I'm not sure if it was needed, but in addition to adding a rule to allow UDP 520 to the TUNNEL_LOCAL ruleset I added an equivalent rule to the WAN_LOCAL ruleset. Doing a packet capture I could see the RIP packets coming in on the WAN port (eth0), so I thought perhaps they needed to be sent locally from there for the ampr-ripd instance to receive them.
-----<snip>----
73, Lee K5DAT _________________________________________ 44Net mailing list 44Net@mailman.ampr.org https://mailman.ampr.org/mailman/listinfo/44net
Ok, I updated the ampr.sh script in the packages to fit the described issue and also to use 44.0.0.0/9, 44.128.0.0/10 and temporary 44.224.0.0/15 instead of 44.0.0/8.
Marius, YO2LOJ
On 31.01.2021 11:09, Marius Petrescu wrote:
Yes, you are right.
The instructions in "setting up a gateway on Ubiquiti EdgeRouter" refer only to a simple tunnel installation and have nothing to do with the second one (and are not my creation).
The ones described in "Installing ampr-ripd on a Ubiquiti EdgeRouter or EdgeRouter X" are let's say kind of complete, not related to the first ones, and could be conflicting. These describe a complete gateway set-up to my best knowledge, as tested by myself on my ER3 and ER-X, so this is the one I am referring.
Marius, YO2LOJ
On 31.01.2021 04:56, Lee D Bengston via 44Net wrote:
On Sat, Jan 30, 2021 at 1:05 PM Andrew Pepper via 44Net < 44net@mailman.ampr.org> wrote:
I'm having a similar issue as Lee.
I'm wondering if all the steps are in the two wiki articles?
I've tried both using a single erX( with a public IP on WAN) and hanging a 2nd erX off one of my NAT erX and I get the same issue.
When I do a traceroute I'm going through UCSD, my IP shows as my 44 subnet (using IPchicken etc), I can ping but the RIP routes do not seem to populate the tables.
Either I'm misreading the instructions (which is probably and highly possible) or I'm missing something.
I did notice in https://wiki.ampr.org/wiki/Setting_up_a_gateway_on_Ubiquiti_EdgeRouter
that the WAN_IN & WAN_LOCAL rulesets seem off.
I skipped the instructions available via that link - only applied the instructions at this one: https://wiki.ampr.org/wiki/Installing_ampr-ripd_on_a_Ubiquiti_EdgeRouter_or_...
I thought about doing both, but I wasn't sure if two tunnel interfaces were really needed.
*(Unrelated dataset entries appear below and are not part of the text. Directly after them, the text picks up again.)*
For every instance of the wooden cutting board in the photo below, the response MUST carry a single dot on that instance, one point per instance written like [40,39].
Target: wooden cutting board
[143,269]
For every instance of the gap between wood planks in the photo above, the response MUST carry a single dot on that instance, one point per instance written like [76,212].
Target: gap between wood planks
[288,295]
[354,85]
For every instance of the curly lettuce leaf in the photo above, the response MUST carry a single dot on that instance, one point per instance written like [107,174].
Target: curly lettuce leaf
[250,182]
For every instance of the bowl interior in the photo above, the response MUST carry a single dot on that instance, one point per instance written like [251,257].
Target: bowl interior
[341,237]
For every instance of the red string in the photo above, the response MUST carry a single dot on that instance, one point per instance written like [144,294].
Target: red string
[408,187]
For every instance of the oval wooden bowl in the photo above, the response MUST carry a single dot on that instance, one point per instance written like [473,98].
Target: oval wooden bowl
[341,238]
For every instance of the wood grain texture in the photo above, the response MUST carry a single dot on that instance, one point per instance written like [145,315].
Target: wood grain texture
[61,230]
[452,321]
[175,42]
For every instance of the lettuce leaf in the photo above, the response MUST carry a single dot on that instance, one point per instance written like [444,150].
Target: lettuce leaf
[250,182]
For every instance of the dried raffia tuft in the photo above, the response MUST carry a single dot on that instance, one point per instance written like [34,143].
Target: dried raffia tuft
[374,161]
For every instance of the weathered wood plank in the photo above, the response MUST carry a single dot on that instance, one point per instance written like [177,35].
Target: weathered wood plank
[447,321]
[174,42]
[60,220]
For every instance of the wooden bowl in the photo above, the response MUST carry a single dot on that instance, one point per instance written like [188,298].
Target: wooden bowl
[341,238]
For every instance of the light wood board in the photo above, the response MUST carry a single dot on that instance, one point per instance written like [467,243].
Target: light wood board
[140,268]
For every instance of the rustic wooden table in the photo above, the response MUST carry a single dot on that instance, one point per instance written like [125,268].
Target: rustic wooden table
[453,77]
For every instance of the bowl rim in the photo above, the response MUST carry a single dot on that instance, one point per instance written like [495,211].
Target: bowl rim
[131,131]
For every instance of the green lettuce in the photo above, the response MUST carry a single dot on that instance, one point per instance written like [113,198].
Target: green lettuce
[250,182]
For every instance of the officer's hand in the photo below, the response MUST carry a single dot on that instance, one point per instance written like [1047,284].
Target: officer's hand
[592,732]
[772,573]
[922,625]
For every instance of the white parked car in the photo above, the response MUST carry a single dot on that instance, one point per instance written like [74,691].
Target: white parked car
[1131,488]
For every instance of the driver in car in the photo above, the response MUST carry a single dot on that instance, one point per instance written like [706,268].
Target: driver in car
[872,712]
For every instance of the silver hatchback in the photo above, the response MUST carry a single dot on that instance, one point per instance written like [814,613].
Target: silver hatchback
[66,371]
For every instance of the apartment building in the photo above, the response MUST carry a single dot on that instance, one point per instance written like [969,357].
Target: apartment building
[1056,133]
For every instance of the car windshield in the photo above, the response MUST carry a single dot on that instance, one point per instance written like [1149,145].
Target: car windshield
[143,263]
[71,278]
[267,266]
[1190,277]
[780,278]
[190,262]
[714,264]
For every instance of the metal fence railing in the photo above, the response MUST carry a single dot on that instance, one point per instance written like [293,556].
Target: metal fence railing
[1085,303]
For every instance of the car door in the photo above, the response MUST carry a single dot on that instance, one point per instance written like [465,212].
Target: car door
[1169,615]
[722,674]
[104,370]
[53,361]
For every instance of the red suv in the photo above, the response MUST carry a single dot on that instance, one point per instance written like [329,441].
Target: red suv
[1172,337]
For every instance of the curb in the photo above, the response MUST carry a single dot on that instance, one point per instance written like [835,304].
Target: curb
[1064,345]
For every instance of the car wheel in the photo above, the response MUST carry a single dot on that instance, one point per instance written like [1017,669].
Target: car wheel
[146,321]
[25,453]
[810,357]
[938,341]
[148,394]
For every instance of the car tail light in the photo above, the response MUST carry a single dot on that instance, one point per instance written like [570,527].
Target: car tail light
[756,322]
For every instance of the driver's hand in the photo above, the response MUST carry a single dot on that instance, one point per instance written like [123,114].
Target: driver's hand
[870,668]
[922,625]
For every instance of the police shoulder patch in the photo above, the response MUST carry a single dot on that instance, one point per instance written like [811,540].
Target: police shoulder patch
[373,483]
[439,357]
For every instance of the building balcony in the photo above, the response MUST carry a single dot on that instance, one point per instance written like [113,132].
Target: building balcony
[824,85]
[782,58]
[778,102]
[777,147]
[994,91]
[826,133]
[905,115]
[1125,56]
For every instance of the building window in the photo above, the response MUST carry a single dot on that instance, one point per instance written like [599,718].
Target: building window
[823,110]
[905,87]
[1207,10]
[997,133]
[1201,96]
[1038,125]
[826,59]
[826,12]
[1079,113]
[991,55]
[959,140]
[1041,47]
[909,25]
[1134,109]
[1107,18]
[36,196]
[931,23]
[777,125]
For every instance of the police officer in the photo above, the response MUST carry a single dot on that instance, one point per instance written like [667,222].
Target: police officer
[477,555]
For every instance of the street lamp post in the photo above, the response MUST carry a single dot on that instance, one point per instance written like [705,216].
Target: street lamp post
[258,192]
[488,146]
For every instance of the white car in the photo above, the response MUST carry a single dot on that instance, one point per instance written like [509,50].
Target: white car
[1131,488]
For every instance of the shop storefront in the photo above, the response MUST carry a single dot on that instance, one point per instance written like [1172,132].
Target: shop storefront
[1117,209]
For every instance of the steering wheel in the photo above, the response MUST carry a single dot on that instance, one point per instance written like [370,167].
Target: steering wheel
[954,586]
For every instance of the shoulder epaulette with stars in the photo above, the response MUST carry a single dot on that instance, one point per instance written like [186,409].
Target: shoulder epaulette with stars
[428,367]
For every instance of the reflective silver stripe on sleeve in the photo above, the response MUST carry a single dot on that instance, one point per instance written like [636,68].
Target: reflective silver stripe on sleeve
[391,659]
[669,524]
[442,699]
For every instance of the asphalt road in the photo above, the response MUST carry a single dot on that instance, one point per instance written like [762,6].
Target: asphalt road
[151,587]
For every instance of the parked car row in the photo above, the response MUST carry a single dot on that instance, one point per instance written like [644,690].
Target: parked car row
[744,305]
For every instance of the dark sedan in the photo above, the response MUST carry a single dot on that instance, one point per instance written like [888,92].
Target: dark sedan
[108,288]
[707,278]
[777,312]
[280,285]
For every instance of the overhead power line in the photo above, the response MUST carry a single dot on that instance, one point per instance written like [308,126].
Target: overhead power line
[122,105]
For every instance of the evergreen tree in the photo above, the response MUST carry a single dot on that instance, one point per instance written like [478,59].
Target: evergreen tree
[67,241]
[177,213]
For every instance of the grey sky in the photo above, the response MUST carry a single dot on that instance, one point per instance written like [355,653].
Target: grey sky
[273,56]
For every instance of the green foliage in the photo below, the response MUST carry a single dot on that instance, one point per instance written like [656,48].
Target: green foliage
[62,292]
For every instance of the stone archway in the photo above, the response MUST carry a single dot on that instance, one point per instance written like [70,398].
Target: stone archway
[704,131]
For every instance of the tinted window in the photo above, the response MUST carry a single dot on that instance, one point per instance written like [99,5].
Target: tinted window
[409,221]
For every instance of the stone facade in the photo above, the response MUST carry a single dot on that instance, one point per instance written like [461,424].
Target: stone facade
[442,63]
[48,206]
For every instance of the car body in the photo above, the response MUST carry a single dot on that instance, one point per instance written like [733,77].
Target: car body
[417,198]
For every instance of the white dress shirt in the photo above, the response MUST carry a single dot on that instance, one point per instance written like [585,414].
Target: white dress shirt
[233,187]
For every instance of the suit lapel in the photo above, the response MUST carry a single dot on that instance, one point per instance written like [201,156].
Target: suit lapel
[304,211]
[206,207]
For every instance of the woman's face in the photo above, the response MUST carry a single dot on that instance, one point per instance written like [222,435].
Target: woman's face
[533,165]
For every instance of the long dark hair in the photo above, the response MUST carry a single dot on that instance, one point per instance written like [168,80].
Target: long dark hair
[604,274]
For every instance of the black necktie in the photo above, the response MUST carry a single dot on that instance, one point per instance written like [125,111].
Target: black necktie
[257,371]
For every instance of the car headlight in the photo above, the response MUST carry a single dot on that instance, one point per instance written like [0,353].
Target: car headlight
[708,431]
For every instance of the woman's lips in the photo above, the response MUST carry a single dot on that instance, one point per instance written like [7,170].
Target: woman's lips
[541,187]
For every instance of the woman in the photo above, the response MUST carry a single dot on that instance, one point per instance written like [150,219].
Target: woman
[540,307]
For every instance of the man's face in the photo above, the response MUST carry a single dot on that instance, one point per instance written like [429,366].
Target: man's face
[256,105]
Perhaps the first one is just for sending default traffic to UCSD that is not covered by the tunnel routes?
I'm not sure if it was needed, but in addition to adding a rule to allow UDP 520 to the TUNNEL_LOCAL ruleset I added an equivalent rule to the WAN_LOCAL ruleset. Doing a packet capture I could see the RIP packets coming in on the WAN port (eth0), so I thought perhaps they needed to be sent locally from there for the ampr-ripd instance to receive them.
-----<snip>----
73, Lee K5DAT _________________________________________ 44Net mailing list 44Net@mailman.ampr.org https://mailman.ampr.org/mailman/listinfo/44net
Thanks!
I'm now showing 781 routes and showing on the Map. The script is also no longer producing an error on the inet6 response.
I was following both sets of instructions in the wiki ... which as you mentioned would/did cause issues mixing the two instructions.
Thanks for the help, I'll see if I can get the rest of my project working now.
Andrew, K1YMI
On 1/31/21 8:23 AM, Marius Petrescu via 44Net wrote:
Ok, I updated the ampr.sh script in the packages to fit the described issue and also to use 44.0.0.0/9, 44.128.0.0/10 and temporary 44.224.0.0/15 instead of 44.0.0/8.